The film sets out to reprise more or less exactly what it did twenty years before with little of the novelty, a touch more irony, and nary a decent speech to be heard. While in 1996 the wholesale destruction of world monuments was considered worthy of “oohs” and “aahs” aplenty, nowadays it barely merits a “meh”. World-threatening peril, by forces alien, natural, or of our own devising — or, in the case of X-Men: Apocalypse, mutants — are more or less the spectacle du jour. As Jeff Goldblum’s wryly startled David Levinson notes amid plummeting skyscrapers and, one would assume, the attendant loss of human life, “They always go for the landmarks.”

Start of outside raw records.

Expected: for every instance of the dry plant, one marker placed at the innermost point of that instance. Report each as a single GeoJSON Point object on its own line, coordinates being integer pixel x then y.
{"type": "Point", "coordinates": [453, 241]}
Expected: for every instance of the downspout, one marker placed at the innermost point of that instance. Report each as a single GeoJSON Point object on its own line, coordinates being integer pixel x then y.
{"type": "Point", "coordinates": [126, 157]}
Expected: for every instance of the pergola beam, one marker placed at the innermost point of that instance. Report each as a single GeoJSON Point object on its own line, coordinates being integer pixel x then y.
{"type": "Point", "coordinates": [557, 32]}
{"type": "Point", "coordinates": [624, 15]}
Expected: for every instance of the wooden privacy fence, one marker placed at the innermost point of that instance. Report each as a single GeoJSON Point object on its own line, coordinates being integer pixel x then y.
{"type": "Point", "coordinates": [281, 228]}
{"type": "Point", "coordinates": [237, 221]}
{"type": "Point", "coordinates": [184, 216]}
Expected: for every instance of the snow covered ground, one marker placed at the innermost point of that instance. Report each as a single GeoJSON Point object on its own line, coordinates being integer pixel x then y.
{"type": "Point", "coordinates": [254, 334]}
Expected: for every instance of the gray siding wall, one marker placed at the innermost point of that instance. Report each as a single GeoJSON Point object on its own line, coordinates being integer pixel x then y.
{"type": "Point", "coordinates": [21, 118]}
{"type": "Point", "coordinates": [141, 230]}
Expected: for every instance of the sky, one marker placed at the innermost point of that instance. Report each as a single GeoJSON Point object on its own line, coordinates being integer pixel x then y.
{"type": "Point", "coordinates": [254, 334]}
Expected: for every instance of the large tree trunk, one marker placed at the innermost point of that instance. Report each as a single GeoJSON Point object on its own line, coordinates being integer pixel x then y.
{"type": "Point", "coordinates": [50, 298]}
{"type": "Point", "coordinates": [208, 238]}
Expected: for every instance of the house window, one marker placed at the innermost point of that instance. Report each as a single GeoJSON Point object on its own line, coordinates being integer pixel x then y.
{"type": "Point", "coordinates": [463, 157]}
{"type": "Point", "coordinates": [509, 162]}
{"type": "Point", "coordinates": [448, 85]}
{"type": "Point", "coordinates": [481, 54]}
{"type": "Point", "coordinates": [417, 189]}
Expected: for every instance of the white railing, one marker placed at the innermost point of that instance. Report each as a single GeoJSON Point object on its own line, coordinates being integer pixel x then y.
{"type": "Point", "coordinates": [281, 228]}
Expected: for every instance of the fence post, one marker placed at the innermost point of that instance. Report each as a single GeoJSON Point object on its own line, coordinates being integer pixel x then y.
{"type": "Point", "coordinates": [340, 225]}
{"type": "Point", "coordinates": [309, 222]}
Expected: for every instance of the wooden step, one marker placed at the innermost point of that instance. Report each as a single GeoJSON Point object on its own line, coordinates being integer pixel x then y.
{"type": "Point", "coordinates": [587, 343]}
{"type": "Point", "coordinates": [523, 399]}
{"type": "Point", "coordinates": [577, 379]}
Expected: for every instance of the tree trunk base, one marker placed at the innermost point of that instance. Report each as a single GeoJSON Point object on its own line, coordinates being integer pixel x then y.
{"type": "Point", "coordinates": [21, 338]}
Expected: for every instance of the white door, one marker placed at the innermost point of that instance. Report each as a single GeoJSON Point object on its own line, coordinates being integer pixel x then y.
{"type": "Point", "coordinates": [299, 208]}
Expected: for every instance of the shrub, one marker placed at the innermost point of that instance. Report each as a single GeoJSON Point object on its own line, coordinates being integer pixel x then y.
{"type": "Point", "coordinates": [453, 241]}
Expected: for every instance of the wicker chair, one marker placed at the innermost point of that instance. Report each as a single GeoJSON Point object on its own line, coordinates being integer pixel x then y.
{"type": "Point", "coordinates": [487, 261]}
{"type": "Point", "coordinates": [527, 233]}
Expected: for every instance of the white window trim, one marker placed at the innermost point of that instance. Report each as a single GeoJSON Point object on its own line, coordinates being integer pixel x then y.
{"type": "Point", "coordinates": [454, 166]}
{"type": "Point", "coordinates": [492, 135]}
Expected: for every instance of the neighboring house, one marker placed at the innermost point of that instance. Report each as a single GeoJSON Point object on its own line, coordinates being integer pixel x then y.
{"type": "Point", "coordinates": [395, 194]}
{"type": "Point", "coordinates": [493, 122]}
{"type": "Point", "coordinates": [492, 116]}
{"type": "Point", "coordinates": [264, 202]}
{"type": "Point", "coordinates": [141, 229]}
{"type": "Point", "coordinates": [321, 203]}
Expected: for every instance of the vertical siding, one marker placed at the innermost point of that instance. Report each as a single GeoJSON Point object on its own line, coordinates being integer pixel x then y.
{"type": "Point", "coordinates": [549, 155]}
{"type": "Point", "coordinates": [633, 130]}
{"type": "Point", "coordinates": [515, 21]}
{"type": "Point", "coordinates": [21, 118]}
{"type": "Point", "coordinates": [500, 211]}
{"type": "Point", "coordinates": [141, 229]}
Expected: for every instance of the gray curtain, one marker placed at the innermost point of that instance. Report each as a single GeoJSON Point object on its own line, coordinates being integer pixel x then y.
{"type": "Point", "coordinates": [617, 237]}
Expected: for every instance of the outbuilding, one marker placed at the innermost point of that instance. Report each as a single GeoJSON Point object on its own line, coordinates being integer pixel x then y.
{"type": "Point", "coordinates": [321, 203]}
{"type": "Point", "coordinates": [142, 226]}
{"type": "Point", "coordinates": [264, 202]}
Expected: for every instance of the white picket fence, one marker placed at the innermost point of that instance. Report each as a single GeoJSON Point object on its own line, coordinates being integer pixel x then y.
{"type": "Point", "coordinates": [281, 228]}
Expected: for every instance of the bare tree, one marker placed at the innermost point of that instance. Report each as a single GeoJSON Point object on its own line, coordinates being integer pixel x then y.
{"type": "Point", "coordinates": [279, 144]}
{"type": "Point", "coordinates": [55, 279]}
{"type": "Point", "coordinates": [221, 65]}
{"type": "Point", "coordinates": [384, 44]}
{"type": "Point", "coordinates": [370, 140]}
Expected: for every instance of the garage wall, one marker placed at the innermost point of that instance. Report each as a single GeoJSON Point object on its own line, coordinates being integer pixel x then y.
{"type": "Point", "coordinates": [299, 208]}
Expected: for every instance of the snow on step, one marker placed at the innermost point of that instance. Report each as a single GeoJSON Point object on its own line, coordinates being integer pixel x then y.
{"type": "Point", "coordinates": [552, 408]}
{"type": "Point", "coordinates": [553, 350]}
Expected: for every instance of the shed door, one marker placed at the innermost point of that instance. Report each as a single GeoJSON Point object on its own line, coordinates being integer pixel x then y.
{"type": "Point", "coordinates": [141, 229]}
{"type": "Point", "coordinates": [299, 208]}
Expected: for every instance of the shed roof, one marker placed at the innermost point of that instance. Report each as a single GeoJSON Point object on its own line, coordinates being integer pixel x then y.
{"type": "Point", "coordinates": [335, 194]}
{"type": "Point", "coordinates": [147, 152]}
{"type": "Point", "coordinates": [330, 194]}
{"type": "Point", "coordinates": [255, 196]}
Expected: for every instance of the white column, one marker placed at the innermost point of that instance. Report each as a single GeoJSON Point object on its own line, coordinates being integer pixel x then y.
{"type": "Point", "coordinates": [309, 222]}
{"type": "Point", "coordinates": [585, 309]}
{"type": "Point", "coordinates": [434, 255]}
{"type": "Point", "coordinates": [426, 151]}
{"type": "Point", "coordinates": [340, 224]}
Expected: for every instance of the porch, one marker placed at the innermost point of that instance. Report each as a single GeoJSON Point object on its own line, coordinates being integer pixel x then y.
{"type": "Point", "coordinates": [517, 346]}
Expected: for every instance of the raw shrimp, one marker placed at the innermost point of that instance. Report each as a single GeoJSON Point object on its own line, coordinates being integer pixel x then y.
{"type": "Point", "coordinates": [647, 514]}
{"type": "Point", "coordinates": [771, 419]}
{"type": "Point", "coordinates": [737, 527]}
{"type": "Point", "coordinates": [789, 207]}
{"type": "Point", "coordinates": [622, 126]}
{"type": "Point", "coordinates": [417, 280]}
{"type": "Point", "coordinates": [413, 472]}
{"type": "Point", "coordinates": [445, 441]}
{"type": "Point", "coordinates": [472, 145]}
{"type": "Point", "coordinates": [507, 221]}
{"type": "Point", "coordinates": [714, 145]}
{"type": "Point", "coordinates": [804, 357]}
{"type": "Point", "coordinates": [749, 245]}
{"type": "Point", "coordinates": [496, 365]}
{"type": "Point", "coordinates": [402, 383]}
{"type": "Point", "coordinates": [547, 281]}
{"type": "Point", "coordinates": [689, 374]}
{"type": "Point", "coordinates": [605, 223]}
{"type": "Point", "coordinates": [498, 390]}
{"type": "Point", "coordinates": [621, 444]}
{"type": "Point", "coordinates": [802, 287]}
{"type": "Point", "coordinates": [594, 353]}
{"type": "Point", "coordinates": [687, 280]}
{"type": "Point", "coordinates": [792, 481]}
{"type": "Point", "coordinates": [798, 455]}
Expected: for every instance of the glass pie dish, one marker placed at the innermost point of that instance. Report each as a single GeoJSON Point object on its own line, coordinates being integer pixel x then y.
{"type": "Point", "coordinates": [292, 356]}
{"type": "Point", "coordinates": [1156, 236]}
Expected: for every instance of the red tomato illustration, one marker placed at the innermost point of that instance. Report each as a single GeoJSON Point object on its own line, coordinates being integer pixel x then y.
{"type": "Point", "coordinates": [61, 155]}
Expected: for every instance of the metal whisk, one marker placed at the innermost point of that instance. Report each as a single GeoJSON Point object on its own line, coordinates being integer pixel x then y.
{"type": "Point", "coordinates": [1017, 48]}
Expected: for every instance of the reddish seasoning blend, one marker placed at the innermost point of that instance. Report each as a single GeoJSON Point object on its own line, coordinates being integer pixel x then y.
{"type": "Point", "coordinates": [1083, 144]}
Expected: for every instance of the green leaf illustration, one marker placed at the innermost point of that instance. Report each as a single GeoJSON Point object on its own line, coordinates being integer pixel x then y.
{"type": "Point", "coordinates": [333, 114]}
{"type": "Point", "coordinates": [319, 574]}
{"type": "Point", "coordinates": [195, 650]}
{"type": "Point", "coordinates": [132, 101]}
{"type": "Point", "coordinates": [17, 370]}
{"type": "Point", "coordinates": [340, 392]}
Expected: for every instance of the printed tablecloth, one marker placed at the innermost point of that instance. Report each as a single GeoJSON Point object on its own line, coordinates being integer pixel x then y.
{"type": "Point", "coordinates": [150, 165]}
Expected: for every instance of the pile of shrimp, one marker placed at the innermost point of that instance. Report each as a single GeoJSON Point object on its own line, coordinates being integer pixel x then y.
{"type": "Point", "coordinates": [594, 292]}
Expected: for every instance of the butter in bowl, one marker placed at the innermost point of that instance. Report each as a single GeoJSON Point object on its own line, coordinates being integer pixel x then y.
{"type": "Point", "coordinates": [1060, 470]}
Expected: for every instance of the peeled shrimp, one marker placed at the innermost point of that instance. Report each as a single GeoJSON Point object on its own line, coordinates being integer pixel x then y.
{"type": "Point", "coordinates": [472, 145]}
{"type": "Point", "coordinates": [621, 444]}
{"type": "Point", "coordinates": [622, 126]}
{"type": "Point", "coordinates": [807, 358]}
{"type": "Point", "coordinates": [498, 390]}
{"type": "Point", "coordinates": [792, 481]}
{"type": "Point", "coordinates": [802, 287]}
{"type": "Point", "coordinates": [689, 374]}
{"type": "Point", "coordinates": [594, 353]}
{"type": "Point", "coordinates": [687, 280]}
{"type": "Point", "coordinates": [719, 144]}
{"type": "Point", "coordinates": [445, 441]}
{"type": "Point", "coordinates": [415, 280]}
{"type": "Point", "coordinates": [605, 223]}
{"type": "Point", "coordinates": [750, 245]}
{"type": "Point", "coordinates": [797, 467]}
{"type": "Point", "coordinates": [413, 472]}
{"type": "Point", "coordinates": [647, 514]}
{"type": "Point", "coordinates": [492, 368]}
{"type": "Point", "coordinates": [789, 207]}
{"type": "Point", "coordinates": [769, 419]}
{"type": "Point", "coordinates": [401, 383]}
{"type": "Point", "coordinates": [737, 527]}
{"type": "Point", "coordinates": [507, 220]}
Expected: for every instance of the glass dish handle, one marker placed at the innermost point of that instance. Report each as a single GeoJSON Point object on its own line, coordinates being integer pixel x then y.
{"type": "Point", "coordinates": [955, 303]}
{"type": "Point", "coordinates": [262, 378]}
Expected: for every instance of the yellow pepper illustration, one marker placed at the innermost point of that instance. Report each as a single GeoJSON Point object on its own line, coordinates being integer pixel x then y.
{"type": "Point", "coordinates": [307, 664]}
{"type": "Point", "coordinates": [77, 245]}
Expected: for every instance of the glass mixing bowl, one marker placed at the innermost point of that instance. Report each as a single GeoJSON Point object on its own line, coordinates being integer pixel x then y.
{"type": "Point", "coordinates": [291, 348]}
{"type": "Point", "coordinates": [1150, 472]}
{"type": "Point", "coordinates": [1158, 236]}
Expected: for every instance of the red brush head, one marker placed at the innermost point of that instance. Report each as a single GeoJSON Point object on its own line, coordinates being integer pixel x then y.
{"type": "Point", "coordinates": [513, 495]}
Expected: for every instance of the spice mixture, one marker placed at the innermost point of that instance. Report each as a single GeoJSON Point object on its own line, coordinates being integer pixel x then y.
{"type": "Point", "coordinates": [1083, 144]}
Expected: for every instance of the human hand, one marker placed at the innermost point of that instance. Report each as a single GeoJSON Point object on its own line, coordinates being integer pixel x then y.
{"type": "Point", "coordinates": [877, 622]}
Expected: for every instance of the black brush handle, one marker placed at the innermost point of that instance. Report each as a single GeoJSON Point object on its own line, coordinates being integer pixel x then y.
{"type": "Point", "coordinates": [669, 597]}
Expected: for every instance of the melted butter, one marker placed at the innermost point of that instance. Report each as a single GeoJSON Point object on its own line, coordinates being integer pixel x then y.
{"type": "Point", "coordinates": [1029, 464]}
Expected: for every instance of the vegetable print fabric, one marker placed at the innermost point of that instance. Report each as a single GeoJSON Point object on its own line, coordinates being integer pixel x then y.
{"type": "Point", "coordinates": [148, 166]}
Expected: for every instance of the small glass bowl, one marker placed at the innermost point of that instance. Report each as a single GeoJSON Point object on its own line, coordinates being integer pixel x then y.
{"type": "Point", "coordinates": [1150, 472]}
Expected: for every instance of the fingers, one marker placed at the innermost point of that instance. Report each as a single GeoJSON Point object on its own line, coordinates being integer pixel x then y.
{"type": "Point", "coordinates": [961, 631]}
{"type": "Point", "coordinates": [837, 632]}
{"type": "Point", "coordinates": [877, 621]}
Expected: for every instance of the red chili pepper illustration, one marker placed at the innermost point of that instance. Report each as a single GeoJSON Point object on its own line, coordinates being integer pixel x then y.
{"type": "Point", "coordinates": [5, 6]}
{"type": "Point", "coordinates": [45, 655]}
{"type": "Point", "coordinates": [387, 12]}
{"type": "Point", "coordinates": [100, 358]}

In all fairness, the dead do cast a large shadow over Independence Day: Resurgence; mostly in that the film’s younger generation (Liam Hemsworth’s cocky maverick, Jake; Jessie Usher’s too-earnest-to-be-quite-cool Dylan Hillier; Maika Monroe’s would-be Ripley, Patricia; ) can’t hold a candle to Will Smith’s cigar-chomping, alien-belting war hero from the first film. A lack of star power (or willingness to invest in it) doesn’t help counter the impression that this is primarily a cash grab.
There’s a utterly subsidiary Chinese pilot, played by model-actress-singer Angelababy, who — despite serving as a would-be love interest for Travis Tope’s cheerfully dweeby Charlie — feels like a calculated play for a wider audience. Brent Spiner runs around dementedly in his undies with a matted white mane of hair and Bill Pullman salvages sound dignity as the shellshocked former Prez. The alien mothership may be substantially bigger, there are katana-wielding African warlords and magic spheres, but even the film’s high-tech lunar base feels like a case of Ender’s Again? For all of the heroic sacrifices none of them mean very much.
This is Independence Day: Regurgitated*, a thin, warmed-over gruel that even the prospect of an intergalactic sequel can do little to infuse with any flavour.
3.5 out of 10
* Thanks to Amarpal Biring for that one.